Compilation album by Faces
- Released: 1976
- Genre: Rock and roll, boogie rock
- Length: 49:05
- Label: Warner Bros.

Faces chronology
| Coast to Coast: Overture and Beginners (1974) | Snakes and Ladders / The Best of Faces (1976) | Good Boys... When They're Asleep (1999) |

= Snakes and Ladders / The Best of Faces =

Snakes and Ladders / The Best of Faces was an October 1976 best-of album (the 7th album and 2nd compilation album) by British rock group Faces. While the first released Faces compilation was a repackaging of the group's first two LPs as a double album, this US-only release presented the first attempt to compile the popular songs from the group after they had disbanded in 1975. Featuring photography by Tom Wright and unique cover art by guitarist Ronnie Wood, it was only eventually superseded in the US market by the CD compilation Good Boys... When They're Asleep in 1999.
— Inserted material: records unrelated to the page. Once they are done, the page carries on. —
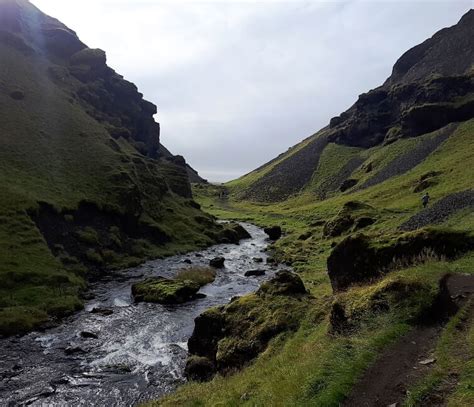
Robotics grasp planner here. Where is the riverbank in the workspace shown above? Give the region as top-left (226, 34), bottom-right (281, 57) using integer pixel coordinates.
top-left (149, 186), bottom-right (474, 407)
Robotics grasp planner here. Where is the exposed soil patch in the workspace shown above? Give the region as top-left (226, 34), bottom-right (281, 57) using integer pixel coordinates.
top-left (342, 275), bottom-right (474, 407)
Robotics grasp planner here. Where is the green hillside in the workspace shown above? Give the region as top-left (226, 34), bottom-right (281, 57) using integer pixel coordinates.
top-left (0, 0), bottom-right (227, 334)
top-left (150, 10), bottom-right (474, 407)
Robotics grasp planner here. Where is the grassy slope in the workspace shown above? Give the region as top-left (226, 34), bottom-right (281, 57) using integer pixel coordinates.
top-left (152, 120), bottom-right (474, 406)
top-left (0, 39), bottom-right (218, 333)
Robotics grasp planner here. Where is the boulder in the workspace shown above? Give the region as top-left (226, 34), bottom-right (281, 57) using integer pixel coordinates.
top-left (298, 230), bottom-right (313, 240)
top-left (323, 213), bottom-right (354, 237)
top-left (184, 355), bottom-right (216, 382)
top-left (64, 346), bottom-right (86, 355)
top-left (244, 269), bottom-right (265, 277)
top-left (80, 331), bottom-right (99, 339)
top-left (69, 48), bottom-right (107, 68)
top-left (263, 226), bottom-right (281, 240)
top-left (132, 277), bottom-right (200, 304)
top-left (209, 257), bottom-right (225, 269)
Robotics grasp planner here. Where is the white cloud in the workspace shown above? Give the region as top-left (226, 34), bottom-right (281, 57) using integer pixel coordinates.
top-left (33, 0), bottom-right (472, 180)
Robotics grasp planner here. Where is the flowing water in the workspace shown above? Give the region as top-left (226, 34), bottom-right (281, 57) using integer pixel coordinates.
top-left (0, 224), bottom-right (282, 406)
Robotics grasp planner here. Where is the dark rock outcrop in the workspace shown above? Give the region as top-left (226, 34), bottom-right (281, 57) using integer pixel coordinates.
top-left (209, 257), bottom-right (225, 269)
top-left (185, 271), bottom-right (310, 381)
top-left (327, 229), bottom-right (474, 291)
top-left (241, 10), bottom-right (474, 202)
top-left (400, 190), bottom-right (474, 231)
top-left (339, 178), bottom-right (359, 192)
top-left (132, 277), bottom-right (201, 304)
top-left (263, 226), bottom-right (282, 240)
top-left (217, 222), bottom-right (252, 244)
top-left (244, 269), bottom-right (265, 277)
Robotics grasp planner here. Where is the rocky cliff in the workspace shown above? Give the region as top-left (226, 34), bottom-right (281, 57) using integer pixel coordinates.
top-left (234, 10), bottom-right (474, 201)
top-left (0, 0), bottom-right (222, 334)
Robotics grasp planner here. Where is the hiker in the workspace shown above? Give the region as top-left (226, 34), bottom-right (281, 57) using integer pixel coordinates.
top-left (421, 192), bottom-right (430, 208)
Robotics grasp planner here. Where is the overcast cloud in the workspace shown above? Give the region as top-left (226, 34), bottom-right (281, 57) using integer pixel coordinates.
top-left (32, 0), bottom-right (474, 181)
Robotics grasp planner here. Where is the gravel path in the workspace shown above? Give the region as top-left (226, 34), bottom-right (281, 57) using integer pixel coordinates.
top-left (400, 189), bottom-right (474, 230)
top-left (357, 123), bottom-right (458, 189)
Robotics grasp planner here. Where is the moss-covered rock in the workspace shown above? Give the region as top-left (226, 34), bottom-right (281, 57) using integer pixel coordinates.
top-left (185, 271), bottom-right (310, 380)
top-left (327, 228), bottom-right (474, 291)
top-left (263, 226), bottom-right (282, 240)
top-left (132, 277), bottom-right (201, 304)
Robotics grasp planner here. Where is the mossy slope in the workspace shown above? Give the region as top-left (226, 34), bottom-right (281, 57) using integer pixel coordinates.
top-left (0, 0), bottom-right (222, 334)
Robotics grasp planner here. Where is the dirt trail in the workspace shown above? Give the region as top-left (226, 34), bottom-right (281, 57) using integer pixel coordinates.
top-left (342, 274), bottom-right (474, 407)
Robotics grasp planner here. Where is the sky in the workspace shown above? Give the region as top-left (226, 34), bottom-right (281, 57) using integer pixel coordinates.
top-left (32, 0), bottom-right (474, 182)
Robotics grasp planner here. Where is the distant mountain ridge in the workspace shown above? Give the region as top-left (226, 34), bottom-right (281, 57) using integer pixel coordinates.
top-left (233, 10), bottom-right (474, 202)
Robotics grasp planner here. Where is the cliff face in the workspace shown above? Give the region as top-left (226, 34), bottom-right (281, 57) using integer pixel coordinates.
top-left (235, 10), bottom-right (474, 201)
top-left (0, 0), bottom-right (222, 334)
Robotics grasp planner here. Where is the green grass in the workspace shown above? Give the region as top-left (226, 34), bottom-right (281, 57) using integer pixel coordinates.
top-left (0, 28), bottom-right (224, 335)
top-left (175, 266), bottom-right (216, 286)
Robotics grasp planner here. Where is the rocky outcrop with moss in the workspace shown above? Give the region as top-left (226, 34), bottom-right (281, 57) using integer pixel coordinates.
top-left (234, 10), bottom-right (474, 202)
top-left (185, 271), bottom-right (310, 381)
top-left (327, 228), bottom-right (474, 291)
top-left (132, 277), bottom-right (201, 304)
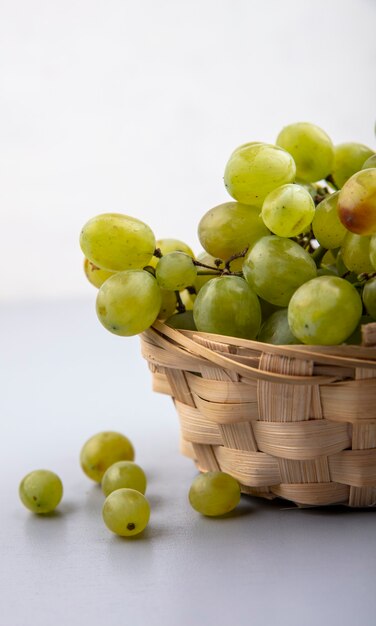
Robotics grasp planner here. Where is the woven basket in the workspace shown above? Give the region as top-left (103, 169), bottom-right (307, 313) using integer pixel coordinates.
top-left (141, 322), bottom-right (376, 507)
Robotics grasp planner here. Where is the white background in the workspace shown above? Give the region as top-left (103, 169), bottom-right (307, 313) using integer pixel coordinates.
top-left (0, 0), bottom-right (376, 301)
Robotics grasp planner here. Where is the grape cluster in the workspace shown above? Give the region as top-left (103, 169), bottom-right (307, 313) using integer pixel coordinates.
top-left (80, 123), bottom-right (376, 345)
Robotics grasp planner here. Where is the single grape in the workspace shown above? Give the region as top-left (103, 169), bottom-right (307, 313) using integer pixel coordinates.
top-left (19, 470), bottom-right (63, 514)
top-left (188, 472), bottom-right (241, 517)
top-left (257, 309), bottom-right (301, 346)
top-left (341, 232), bottom-right (373, 274)
top-left (97, 268), bottom-right (161, 337)
top-left (243, 235), bottom-right (317, 307)
top-left (102, 488), bottom-right (150, 537)
top-left (331, 142), bottom-right (373, 189)
top-left (155, 252), bottom-right (197, 291)
top-left (223, 143), bottom-right (296, 207)
top-left (288, 276), bottom-right (363, 345)
top-left (337, 168), bottom-right (376, 235)
top-left (80, 213), bottom-right (155, 272)
top-left (312, 191), bottom-right (348, 250)
top-left (193, 276), bottom-right (261, 339)
top-left (261, 183), bottom-right (315, 237)
top-left (80, 431), bottom-right (134, 483)
top-left (102, 461), bottom-right (146, 496)
top-left (276, 122), bottom-right (333, 183)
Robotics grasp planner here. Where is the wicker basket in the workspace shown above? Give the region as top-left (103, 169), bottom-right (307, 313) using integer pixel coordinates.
top-left (141, 322), bottom-right (376, 507)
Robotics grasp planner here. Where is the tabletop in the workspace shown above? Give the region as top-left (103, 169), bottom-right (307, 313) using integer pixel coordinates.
top-left (0, 298), bottom-right (376, 626)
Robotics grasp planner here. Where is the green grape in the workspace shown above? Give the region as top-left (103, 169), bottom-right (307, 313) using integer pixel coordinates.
top-left (102, 461), bottom-right (146, 496)
top-left (80, 213), bottom-right (155, 272)
top-left (84, 259), bottom-right (115, 289)
top-left (337, 168), bottom-right (376, 235)
top-left (312, 191), bottom-right (348, 250)
top-left (257, 309), bottom-right (301, 345)
top-left (198, 202), bottom-right (269, 261)
top-left (362, 277), bottom-right (376, 319)
top-left (193, 276), bottom-right (261, 339)
top-left (97, 270), bottom-right (162, 337)
top-left (166, 311), bottom-right (197, 330)
top-left (80, 430), bottom-right (134, 483)
top-left (243, 235), bottom-right (317, 307)
top-left (362, 154), bottom-right (376, 170)
top-left (223, 143), bottom-right (296, 207)
top-left (149, 238), bottom-right (195, 267)
top-left (331, 142), bottom-right (373, 189)
top-left (261, 183), bottom-right (315, 237)
top-left (102, 488), bottom-right (150, 537)
top-left (158, 289), bottom-right (176, 320)
top-left (341, 232), bottom-right (373, 274)
top-left (188, 472), bottom-right (241, 517)
top-left (155, 252), bottom-right (197, 291)
top-left (19, 470), bottom-right (63, 514)
top-left (276, 122), bottom-right (333, 183)
top-left (288, 276), bottom-right (363, 345)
The selections are however heavily biased in favour of Rod Stewart's contribution to the group, with only one track featuring Wood on vocals, and none featuring Ronnie Lane, the group's secondary vocalist and songwriter. Although he had left the band in 1973, Lane was a prominent founder member of the band and sang on and solely composed several tracks on each of the group's four original studio albums, but his songwriting is also under-represented here with his contributions confined to co-credits with Stewart and/or Wood. Lane is also not pictured in the collage of snapshots featured on the cover, while Jesse Ed Davis - who was only hired for the group's final tour of fall 1975 - does appear in some of them, despite never appearing on any of the studio tracks recorded by the group. Subsequent compilations, however, would go to great lengths to redress this collection's lack of representation of Lane's work - the first of these being a 1977 UK/European-only double-LP retrospective simply titled The Best Of The Faces, which effectively served as this album's expanded and more balanced counterpart in non-US markets.
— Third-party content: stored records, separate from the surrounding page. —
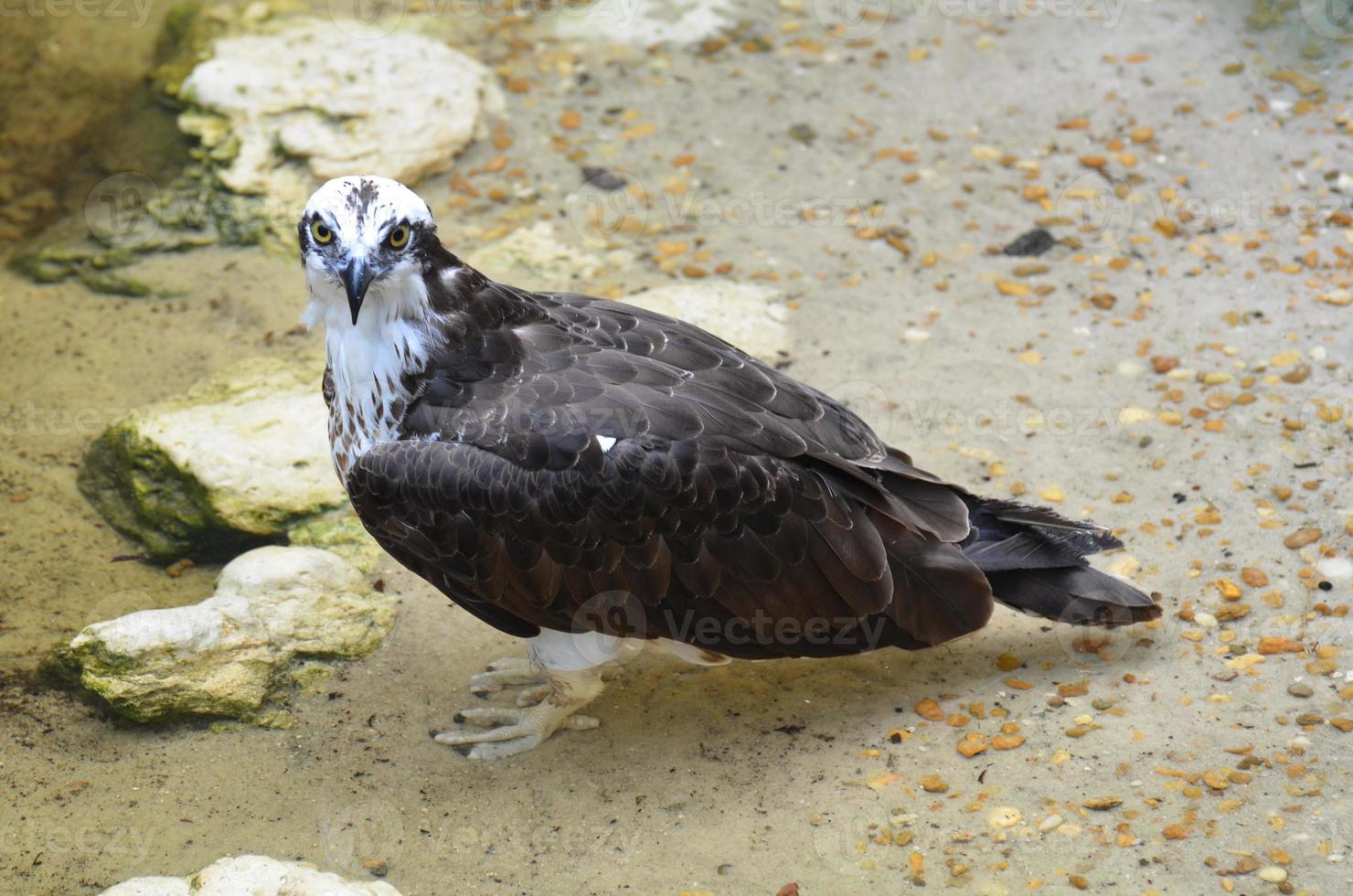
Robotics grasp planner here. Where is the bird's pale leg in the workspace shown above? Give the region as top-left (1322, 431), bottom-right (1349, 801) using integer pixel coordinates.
top-left (470, 656), bottom-right (548, 705)
top-left (434, 667), bottom-right (602, 759)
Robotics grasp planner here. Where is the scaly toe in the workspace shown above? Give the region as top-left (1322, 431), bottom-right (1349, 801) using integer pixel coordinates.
top-left (517, 685), bottom-right (553, 707)
top-left (470, 657), bottom-right (545, 697)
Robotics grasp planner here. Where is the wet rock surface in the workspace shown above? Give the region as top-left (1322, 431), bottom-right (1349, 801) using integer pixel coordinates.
top-left (102, 856), bottom-right (400, 896)
top-left (80, 358), bottom-right (346, 560)
top-left (46, 547), bottom-right (395, 727)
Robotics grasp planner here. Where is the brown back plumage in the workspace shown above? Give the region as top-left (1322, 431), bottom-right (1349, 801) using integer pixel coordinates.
top-left (346, 251), bottom-right (1158, 657)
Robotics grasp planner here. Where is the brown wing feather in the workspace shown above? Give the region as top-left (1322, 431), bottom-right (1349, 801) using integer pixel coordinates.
top-left (346, 275), bottom-right (992, 656)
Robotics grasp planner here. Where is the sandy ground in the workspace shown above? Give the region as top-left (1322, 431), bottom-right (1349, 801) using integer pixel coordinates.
top-left (0, 0), bottom-right (1353, 895)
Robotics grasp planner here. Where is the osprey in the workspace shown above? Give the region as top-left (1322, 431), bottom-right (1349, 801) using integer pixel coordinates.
top-left (299, 177), bottom-right (1159, 758)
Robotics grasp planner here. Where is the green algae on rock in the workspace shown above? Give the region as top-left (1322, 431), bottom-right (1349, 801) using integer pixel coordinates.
top-left (45, 546), bottom-right (395, 727)
top-left (79, 358), bottom-right (346, 560)
top-left (287, 507), bottom-right (389, 574)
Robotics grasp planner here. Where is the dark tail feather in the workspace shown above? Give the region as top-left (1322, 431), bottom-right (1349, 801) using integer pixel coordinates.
top-left (986, 566), bottom-right (1161, 628)
top-left (962, 496), bottom-right (1161, 628)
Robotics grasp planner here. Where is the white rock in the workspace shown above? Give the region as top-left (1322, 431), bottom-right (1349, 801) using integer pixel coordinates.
top-left (101, 877), bottom-right (192, 896)
top-left (1316, 556), bottom-right (1353, 580)
top-left (48, 546), bottom-right (395, 721)
top-left (558, 0), bottom-right (735, 48)
top-left (80, 358), bottom-right (347, 559)
top-left (178, 22), bottom-right (496, 207)
top-left (102, 856), bottom-right (400, 896)
top-left (623, 279), bottom-right (793, 363)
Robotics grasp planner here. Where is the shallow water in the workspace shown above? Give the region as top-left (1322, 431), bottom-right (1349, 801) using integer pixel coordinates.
top-left (0, 0), bottom-right (1353, 893)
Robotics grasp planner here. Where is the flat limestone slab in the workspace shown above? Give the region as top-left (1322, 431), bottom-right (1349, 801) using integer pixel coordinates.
top-left (46, 546), bottom-right (395, 721)
top-left (178, 19), bottom-right (496, 209)
top-left (102, 856), bottom-right (400, 896)
top-left (79, 358), bottom-right (347, 560)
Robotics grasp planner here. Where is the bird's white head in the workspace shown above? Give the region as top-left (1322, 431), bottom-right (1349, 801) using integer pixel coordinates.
top-left (296, 175), bottom-right (441, 327)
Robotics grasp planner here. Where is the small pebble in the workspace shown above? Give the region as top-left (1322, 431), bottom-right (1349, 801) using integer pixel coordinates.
top-left (1255, 865), bottom-right (1286, 884)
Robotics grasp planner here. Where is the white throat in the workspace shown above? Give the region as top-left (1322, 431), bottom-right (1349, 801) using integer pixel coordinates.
top-left (302, 271), bottom-right (437, 482)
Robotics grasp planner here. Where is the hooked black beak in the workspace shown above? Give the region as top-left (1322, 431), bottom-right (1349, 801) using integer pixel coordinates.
top-left (342, 259), bottom-right (372, 326)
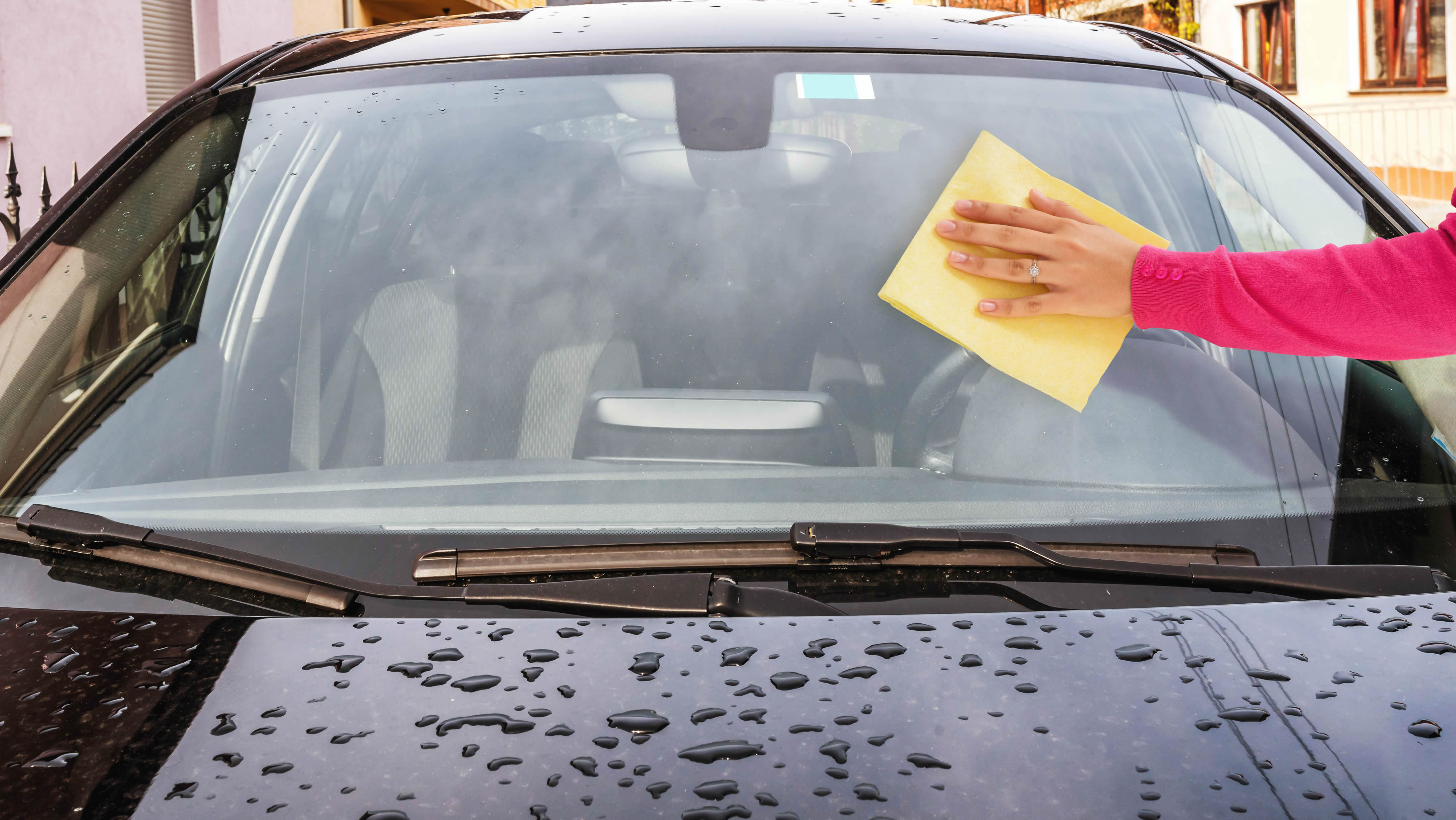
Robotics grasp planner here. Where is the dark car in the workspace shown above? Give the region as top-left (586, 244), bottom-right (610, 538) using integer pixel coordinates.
top-left (0, 1), bottom-right (1456, 820)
The track listing of the original vinyl release of this compilation still remains unique however, in that the version of "Had Me a Real Good Time" presented there is the original 1970 single release, which is a noticeably different earlier mix to the 1971 Long Player album version (later reissues would substitute this mix with a short edit of the 'Long Player' mix). The original single mix, which runs at 3.49, has still not been recompiled elsewhere or released on CD as of 2019.
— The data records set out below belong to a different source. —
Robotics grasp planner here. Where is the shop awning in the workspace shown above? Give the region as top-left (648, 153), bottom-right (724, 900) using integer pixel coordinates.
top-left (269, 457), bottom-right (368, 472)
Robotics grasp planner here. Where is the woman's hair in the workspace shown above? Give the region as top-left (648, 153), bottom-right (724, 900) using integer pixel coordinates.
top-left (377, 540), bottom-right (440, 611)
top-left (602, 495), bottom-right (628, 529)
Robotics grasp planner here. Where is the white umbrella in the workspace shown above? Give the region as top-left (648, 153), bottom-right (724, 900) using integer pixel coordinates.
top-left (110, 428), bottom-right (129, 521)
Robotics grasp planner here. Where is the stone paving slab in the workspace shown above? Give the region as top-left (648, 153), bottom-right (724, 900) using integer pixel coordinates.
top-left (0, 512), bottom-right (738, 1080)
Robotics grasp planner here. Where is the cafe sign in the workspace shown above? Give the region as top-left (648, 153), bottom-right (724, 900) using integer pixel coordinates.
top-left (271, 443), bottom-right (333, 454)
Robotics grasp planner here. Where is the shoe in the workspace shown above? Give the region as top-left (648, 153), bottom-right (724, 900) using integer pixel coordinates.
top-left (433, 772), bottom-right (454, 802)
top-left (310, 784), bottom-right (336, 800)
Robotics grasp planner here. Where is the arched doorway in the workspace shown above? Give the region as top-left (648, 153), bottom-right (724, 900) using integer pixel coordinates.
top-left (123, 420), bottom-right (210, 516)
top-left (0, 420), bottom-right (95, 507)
"Pineapple and the Monkey" would not appear on a Faces compilation again until the release of Faces: The Definitive Rock Collection in 2007.

Professional ratings
Review scores
| Source | Rating |
| Allmusic | link |
| Christgau's Record Guide | B+ |

==Track listing==

- Side one
1. "Pool Hall Richard" (Rod Stewart, Ronnie Wood)
2. "Cindy Incidentally" (Ian McLagan, Stewart, Wood)
3. "Ooh La La" (Ronnie Lane, Wood)
4. "Sweet Lady Mary" (Lane, Stewart, Wood)
5. "Flying" (Lane, Stewart, Wood)
6. "Pineapple and the Monkey" (Wood)

- Side two
7. "You Can Make Me Dance, Sing or Anything (Even Take the Dog For a Walk, Mend a Fuse, Fold Away the Ironing Board, or Any Other Domestic Shortcomings)" (Kenney Jones, McLagan, Stewart, Wood, Tetsu Yamauchi)
8. "Had Me a Real Good Time" [single version] (Lane, Stewart, Wood)
9. "Stay with Me" (Stewart, Wood)
10. "Miss Judy's Farm" (Stewart, Wood)
11. "Silicone Grown" (Stewart, Wood)
12. "Around the Plynth" (Stewart, Wood)

==Personnel==
Track numbering refers to CD and digital releases of the album.
- Kenney Jones - drums, percussion
- Ronnie Lane - bass, guitar, percussion, backing vocals (except tracks 1, 7)
- Ian McLagan - piano, organ
- Rod Stewart - vocals
- Ronnie Wood - guitar, harmonica, backing vocals, lead vocals (track 3), bass (track 1)
- Tetsu Yamauchi - bass (track 7)
- Harry Beckett and Bobby Keyes - horns (track 8)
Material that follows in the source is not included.